Is talk of a hung parliament being far-fetched?


    Let’s do some number-crunching

The veteran political commentator, Alan Watkins, returns to the theme of a possible hung Parliament in his column in the Indpendent on Sunday this morning.

He notes that he is just one of three pundits who have been prepared to contemplate such an outcome – the others being the former Times editor, William Rees-Mogg and the Strathclyde Professor of Politics, John Curtice.
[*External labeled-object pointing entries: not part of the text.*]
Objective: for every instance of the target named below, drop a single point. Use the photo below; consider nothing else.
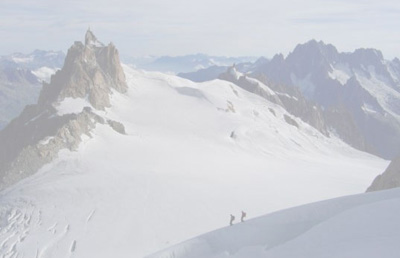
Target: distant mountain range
(116, 162)
(21, 77)
(182, 64)
(357, 94)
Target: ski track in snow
(194, 153)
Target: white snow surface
(71, 106)
(365, 225)
(44, 73)
(193, 154)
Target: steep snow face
(192, 155)
(21, 77)
(358, 226)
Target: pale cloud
(219, 27)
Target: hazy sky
(217, 27)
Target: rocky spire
(90, 71)
(91, 40)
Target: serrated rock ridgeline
(92, 72)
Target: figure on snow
(243, 216)
(232, 219)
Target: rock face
(389, 179)
(359, 92)
(287, 97)
(91, 71)
(20, 80)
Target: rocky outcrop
(287, 97)
(91, 71)
(389, 179)
(356, 93)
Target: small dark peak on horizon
(314, 49)
(368, 55)
(91, 39)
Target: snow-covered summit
(89, 75)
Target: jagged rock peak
(314, 49)
(91, 40)
(90, 71)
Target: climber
(243, 216)
(232, 219)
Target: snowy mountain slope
(192, 154)
(21, 77)
(361, 86)
(364, 225)
(388, 179)
(184, 64)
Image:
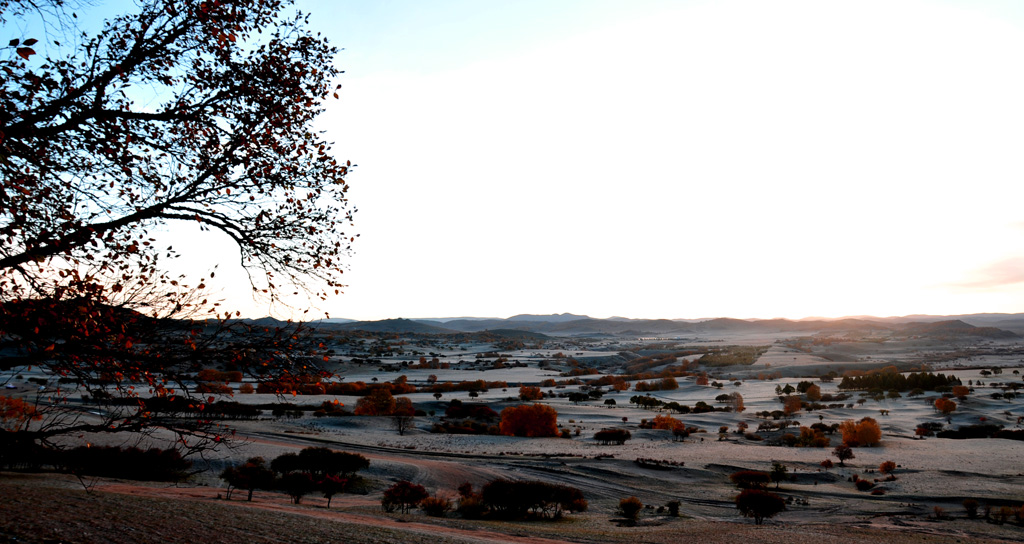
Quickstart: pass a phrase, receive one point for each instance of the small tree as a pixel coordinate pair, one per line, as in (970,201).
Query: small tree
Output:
(252,475)
(630,508)
(435,506)
(528,392)
(971,507)
(331,486)
(864,432)
(751,479)
(297,486)
(402,416)
(888,467)
(403,495)
(844,453)
(792,405)
(778,472)
(529,420)
(606,436)
(945,406)
(378,403)
(759,504)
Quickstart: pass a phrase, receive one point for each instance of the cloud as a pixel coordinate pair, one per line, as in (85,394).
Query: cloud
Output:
(1000,274)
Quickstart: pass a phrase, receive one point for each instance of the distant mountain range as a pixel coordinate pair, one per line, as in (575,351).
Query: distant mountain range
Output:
(978,325)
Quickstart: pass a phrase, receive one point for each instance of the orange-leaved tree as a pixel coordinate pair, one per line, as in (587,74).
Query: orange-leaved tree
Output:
(194,114)
(529,392)
(529,420)
(863,432)
(945,406)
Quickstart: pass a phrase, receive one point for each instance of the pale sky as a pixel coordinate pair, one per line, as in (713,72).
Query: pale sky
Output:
(686,159)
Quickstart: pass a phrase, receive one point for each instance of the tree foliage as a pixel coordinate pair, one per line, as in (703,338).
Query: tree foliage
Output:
(198,114)
(529,420)
(514,500)
(251,475)
(945,406)
(844,453)
(751,479)
(403,496)
(759,504)
(864,432)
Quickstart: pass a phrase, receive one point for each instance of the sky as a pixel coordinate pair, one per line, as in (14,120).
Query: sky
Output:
(685,159)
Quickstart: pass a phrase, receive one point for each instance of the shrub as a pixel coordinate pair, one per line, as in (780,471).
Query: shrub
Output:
(606,436)
(863,432)
(251,475)
(471,507)
(887,467)
(630,508)
(527,392)
(665,422)
(514,500)
(331,486)
(378,403)
(297,485)
(529,420)
(945,406)
(403,495)
(751,479)
(435,506)
(778,472)
(759,504)
(971,507)
(844,453)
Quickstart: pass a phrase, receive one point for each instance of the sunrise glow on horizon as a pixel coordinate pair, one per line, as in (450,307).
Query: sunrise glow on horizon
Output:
(676,159)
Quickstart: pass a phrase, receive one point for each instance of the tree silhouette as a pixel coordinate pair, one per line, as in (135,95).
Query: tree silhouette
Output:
(759,504)
(529,420)
(844,453)
(190,113)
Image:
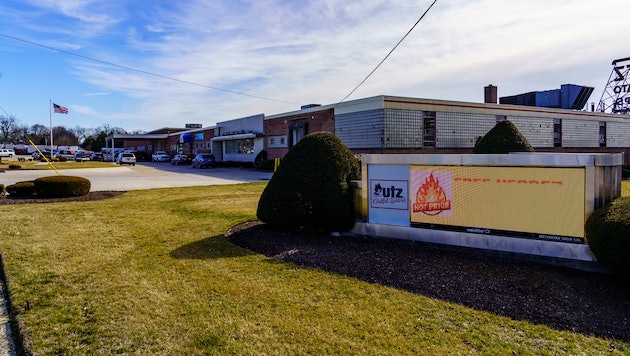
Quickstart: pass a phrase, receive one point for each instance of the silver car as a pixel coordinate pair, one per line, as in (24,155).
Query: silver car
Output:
(126,158)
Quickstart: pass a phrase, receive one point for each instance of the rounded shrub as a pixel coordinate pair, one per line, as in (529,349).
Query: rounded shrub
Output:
(503,138)
(21,189)
(608,235)
(311,190)
(61,186)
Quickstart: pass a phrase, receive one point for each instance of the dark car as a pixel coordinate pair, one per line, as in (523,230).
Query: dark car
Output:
(180,159)
(97,156)
(143,156)
(203,160)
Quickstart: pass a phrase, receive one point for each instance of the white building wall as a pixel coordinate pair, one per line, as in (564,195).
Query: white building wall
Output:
(460,130)
(580,133)
(618,134)
(537,131)
(360,130)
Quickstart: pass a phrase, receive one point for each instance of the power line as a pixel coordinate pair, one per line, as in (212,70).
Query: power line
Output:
(143,71)
(388,54)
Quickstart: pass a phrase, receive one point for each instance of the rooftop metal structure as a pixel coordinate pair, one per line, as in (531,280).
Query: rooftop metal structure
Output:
(616,95)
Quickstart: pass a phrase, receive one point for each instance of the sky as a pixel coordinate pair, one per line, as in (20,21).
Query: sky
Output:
(145,65)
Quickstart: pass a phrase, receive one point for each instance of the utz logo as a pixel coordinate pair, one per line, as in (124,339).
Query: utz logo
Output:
(389,194)
(432,197)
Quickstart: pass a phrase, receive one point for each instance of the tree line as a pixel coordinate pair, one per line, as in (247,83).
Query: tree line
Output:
(12,131)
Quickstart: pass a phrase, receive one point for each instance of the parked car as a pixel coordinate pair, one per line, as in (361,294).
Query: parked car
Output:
(80,156)
(142,156)
(64,154)
(97,156)
(6,152)
(126,158)
(202,160)
(40,157)
(160,156)
(180,159)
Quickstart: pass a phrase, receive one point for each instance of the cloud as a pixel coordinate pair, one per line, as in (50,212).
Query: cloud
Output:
(297,52)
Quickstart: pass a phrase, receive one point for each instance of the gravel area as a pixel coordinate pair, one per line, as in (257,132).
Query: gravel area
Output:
(505,284)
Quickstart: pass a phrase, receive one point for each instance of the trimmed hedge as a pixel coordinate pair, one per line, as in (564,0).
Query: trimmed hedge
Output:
(311,190)
(21,189)
(608,235)
(503,138)
(61,186)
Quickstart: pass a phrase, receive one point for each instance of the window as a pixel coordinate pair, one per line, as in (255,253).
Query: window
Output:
(245,146)
(557,133)
(428,129)
(276,141)
(297,132)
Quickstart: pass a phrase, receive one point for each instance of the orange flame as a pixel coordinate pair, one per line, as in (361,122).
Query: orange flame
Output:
(430,191)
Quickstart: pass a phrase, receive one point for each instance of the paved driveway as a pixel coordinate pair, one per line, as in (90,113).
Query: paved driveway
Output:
(145,175)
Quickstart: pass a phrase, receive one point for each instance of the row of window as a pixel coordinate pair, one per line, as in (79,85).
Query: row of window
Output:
(557,133)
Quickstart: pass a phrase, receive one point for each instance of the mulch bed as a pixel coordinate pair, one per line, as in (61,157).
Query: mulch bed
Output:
(562,298)
(35,200)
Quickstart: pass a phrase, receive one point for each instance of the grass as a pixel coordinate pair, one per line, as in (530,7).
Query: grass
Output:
(4,164)
(149,272)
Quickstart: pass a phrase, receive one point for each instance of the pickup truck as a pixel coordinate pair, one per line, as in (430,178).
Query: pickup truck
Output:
(160,156)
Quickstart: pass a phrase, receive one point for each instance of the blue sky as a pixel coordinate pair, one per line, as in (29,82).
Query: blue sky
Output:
(266,56)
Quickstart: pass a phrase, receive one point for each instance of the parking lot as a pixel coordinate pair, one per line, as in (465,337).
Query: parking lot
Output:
(145,175)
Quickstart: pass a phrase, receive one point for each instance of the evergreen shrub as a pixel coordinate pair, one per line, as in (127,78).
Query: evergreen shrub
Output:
(503,138)
(310,191)
(62,186)
(21,189)
(608,236)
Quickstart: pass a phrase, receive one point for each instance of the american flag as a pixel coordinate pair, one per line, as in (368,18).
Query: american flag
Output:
(60,109)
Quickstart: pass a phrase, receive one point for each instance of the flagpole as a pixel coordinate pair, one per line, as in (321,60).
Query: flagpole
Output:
(50,112)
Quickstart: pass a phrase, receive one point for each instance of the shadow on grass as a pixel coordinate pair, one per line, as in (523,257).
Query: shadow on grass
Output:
(209,248)
(507,285)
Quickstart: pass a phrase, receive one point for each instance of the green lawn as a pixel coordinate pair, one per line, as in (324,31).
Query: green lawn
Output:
(149,272)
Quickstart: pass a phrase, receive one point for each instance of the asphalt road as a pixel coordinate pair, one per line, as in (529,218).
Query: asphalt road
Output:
(145,175)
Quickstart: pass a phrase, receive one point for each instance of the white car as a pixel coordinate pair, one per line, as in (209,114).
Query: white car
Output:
(6,152)
(160,156)
(126,158)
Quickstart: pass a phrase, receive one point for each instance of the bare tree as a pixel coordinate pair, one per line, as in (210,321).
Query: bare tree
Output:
(8,124)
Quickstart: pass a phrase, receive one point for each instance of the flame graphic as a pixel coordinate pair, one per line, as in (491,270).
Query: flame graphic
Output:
(431,198)
(431,191)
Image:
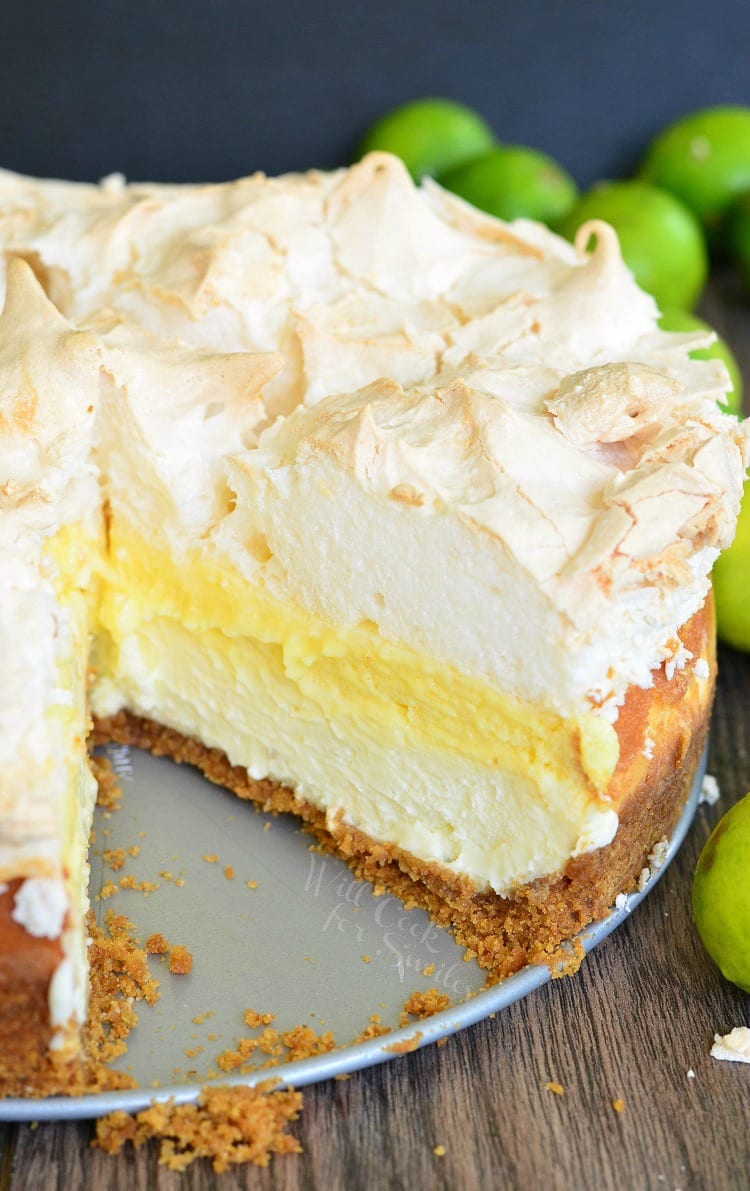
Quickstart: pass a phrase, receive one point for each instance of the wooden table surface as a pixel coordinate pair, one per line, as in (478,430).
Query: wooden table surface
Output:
(639,1015)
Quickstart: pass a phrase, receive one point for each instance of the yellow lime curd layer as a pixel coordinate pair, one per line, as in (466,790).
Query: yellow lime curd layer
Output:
(402,746)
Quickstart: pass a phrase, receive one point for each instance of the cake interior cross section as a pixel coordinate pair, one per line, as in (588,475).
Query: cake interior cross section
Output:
(375,509)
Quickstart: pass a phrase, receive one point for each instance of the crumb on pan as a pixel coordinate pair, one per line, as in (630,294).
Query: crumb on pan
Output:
(424,1004)
(180,960)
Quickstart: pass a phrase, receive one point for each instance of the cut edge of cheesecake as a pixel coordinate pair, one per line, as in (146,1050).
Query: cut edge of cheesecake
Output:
(535,923)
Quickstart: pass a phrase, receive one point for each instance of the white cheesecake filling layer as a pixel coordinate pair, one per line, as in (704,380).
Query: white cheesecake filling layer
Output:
(404,748)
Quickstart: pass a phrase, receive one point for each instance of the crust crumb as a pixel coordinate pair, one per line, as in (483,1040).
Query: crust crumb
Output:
(229,1126)
(113,858)
(156,945)
(254,1020)
(110,793)
(406,1046)
(145,887)
(424,1004)
(180,960)
(374,1029)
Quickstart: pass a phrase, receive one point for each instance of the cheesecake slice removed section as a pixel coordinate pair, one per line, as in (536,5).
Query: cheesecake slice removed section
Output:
(50,538)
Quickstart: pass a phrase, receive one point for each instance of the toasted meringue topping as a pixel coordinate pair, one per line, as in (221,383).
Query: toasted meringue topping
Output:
(461,369)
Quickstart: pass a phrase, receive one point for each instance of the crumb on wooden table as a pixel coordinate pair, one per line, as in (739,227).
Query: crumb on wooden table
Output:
(229,1126)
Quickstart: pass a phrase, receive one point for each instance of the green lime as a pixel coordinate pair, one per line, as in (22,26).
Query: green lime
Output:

    Given current polling numbers how far-fetched is Watkins being? The answer’s not very.
  • TAKE the the latest vote shares from the only pollster which got the parties in the right order at the Euro Elections last June – YouGov. LAB 35: CON 33: LD 23.
  • WEIGHT these figures in line with the accuracy of the pollster’s prediction in June and you get LAB 32.96: CON 33.89: LD 26.36
  • CALCULATE how many seats the parties would get using Martin Baxter’s uniform national swing formula and you get: LAB 323: CON 226: LD 66
  • OUTCOME A Hung Parliament with Labour one seat short of an overall majority. Given that the party would be in second place on votes with less than a third of the total it shows how the electoral system works for Tony Blair’s party if the uniform national swing applies.
  • If you apply an element for tactical vote unwind – that’s allowing for the return to normal allegiance of just 2% of Lib Dems who supported Labour last time to stop the Tories winning in marginal seats – then Labour are still top party by a long way but are 26 seats short of an overall majority.

    Although these are not predictions but just playing with figures they do show how things can change dramatically with both main parties having percentage poll shares in the 30s.

      All we have done is to extrapolate what would happen if the current most accurate pollster is as accurate as it was the last time it was tested.

    As for the betting – the 7/4 that Skybet have on Labour getting less than 340 seats looks good value. You would win if Labour got an overall majority of 32 or less.